Tiger Global Management LLC is a well known name in the Indian Startup industry circuit for being one of its biggest investors. But, unfortunately there is a bad news for the New York based investment firm and the Indian startup industry.

According to reports, Tiger Global Managment LLC has ended up losing a staggering billion dollars in its hedge fund, as its venture capital investments are under scanner in the Indian subcontinent.

The hedge fund had to face such consequences partly because of the substantial declines in its biggest investments—Chinese e-commerce company JD.com Inc., Netflix Inc. and Amazon.com Inc.- in the first in the first three months of 2016.

According to SEC filings, the investment firm had bought millions of shares in these companies for over a billion dollars during sometime last year.

The investment firm holds stakes in Flipkart Ltd., one of the largest Indian ecommerce startup, through its venture capital fund, and in Amazon.com, one of Flipkart's foreign competitors, through its hedge fund. But, unfortunately, none of these have helped in providing an armour of protection to Tiger Global because all these tech startups are currently under watch for their valuations.

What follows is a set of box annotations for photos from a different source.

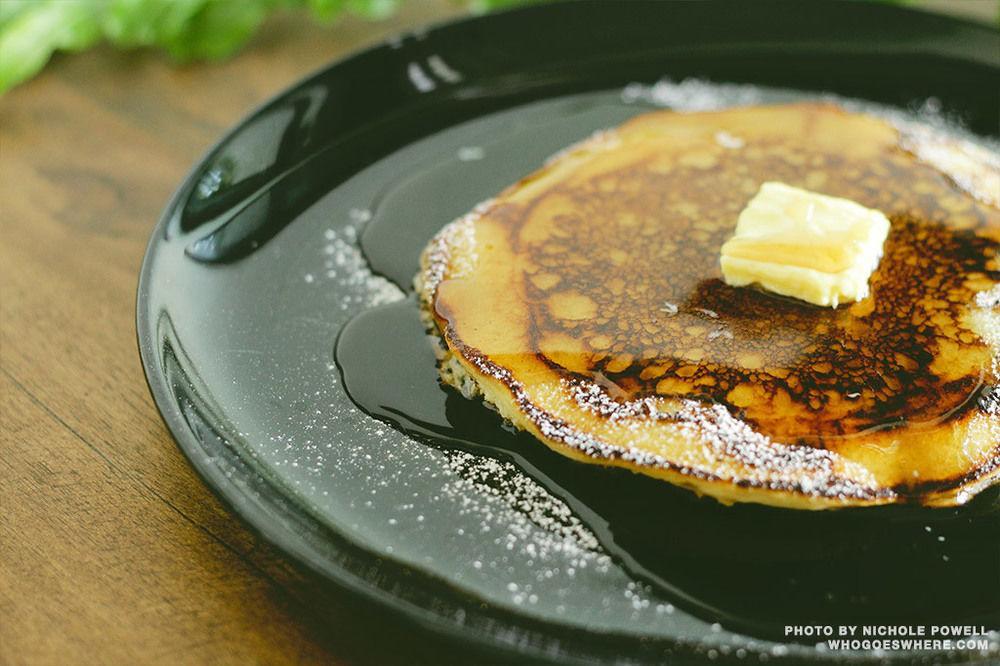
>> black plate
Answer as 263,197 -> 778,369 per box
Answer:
137,1 -> 1000,661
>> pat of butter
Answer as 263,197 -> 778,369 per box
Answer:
721,182 -> 889,307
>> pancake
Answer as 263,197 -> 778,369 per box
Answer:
416,103 -> 1000,509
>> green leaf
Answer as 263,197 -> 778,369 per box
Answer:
102,0 -> 210,48
0,0 -> 101,92
164,0 -> 273,62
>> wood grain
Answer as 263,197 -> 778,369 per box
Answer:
0,1 -> 484,664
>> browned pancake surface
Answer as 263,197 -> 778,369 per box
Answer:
424,104 -> 1000,506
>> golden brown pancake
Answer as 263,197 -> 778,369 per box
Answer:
417,104 -> 1000,509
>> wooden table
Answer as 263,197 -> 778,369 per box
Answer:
0,0 -> 478,664
0,0 -> 996,664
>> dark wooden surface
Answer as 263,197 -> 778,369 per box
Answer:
0,0 -> 482,664
0,0 -> 997,664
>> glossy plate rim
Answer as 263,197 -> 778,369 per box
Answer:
136,0 -> 1000,663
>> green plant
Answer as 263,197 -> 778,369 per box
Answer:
0,0 -> 525,93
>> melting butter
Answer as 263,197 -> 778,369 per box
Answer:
721,182 -> 889,307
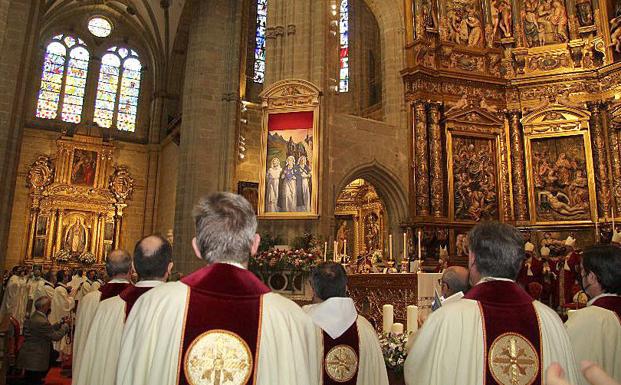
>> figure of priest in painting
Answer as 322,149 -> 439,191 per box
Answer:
304,262 -> 388,385
116,193 -> 319,385
404,222 -> 579,385
566,245 -> 621,382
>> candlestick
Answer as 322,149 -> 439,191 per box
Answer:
418,230 -> 423,261
390,322 -> 403,334
382,305 -> 395,333
323,241 -> 328,262
407,305 -> 418,335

The lower risk tolerance level of some institutional investors like mutual funds etc. can be seen as an important part of the issue. Many of these investors have started on a process to write down their investments in tech companies as they're concerned about them being overvalued.

Recently, according to SEC filings, for the quarter ended in December, a Morgan Stanley fund wrote down its stakes in Flipkart by a huge 23 percent.

According to industry experts, this markdown trend could spread like wild fire in the Indian startup industry and have major impact on other major Indian startups. If this happens, large investors like Tiger Global would have to face pressure.